Architecting a Modular Monolith: Fast Flow Without the Microservice Overhead

July 02, 2025 · Mayur Raiturkar

Architecting a Modular Monolith: Fast Flow Without the Microservice Overhead

A modular monolith strikes a balance between simplicity and long‑term evolvability. Instead of prematurely distributing complexity, we encode domain boundaries inside a single deployable artifact—making refactors and reshaping features cheaper while avoiding the blast radius of a distributed system too early.

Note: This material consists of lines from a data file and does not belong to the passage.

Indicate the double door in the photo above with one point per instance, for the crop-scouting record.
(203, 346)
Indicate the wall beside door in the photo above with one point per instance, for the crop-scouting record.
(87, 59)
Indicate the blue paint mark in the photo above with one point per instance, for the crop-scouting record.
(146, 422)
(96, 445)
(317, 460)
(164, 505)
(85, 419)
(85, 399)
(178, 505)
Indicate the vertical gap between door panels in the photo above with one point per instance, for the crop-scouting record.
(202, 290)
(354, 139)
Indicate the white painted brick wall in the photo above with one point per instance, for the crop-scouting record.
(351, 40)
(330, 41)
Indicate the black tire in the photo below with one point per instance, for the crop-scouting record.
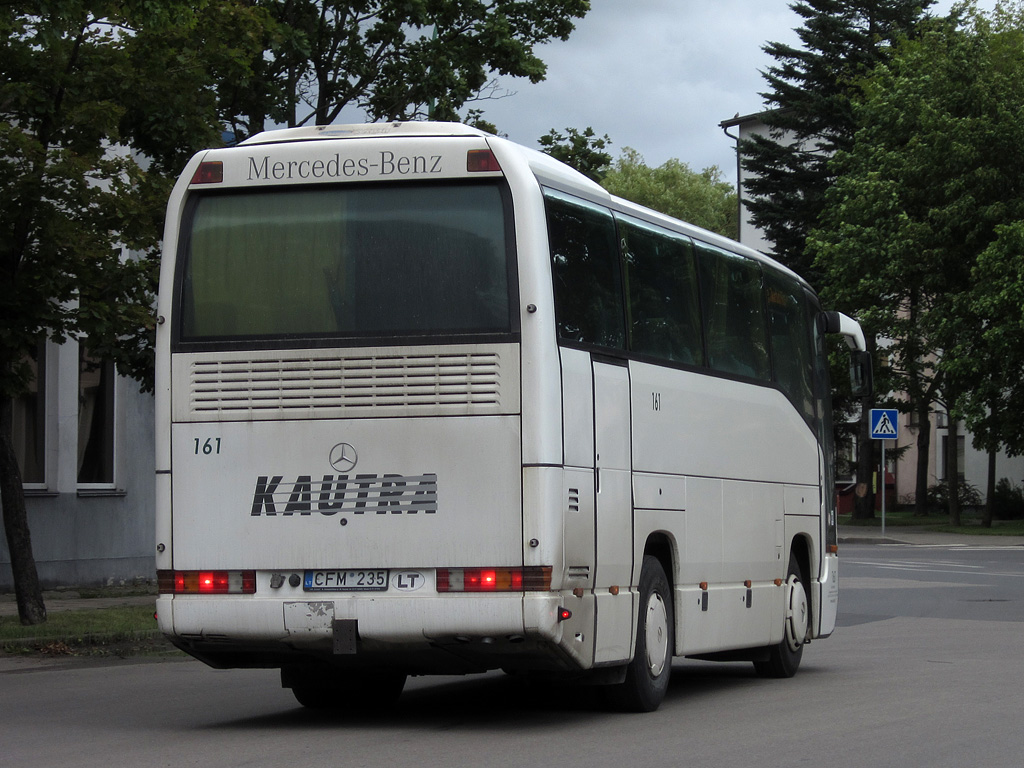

Why Not Jump Straight To Microservices?

  • Operational Tax: Every additional deployable adds CI/CD, infra surface, secrets, runtime tuning.
  • Premature Boundaries: Domain seams guessed up‑front frequently drift from actual change & collaboration patterns.
  • Debugging Cost: Early teams need fast feedback loops; distributed tracing + network hops slow learning.

Defining Modular Boundaries

We map high-change user journeys and domain concepts to internal modules with explicit contracts:

  1. Create a capability catalog (verbs + nouns).
  2. Group into cohesive domains with low external chatter.
  3. Enforce boundaries via folder structure + TypeScript project references.
  4. Expose a small public surface: factories, service facades, DTOs.

Example Module Layout

src/
	billing/
		domain/ (value objects, entities)
		app/ (use cases & orchestrators)
		infra/ (db adapters, gateways)
		api/ (handlers / resolvers)
	accounts/
	shared/

Evolution Path

When a module exhibits independent scaling / deployment needs (different latency SLO, team ownership), we extract behind a stable contract:

  • Introduce an internal interface + anti-corruption layer.
  • Shadow implementation as an internal service (same tests).
  • Route a small percentage of traffic (progressive cutover).

Metrics That Guide Extraction

  • Deployment coupling (modules changing together > 70% of the time).
  • Change fail rate localized to a module.
  • Hot paths saturating resource profiles differently.

Key Takeaways

Delay distribution until friction appears. Use modularity to create seams early, then externalize only when economics justify the split.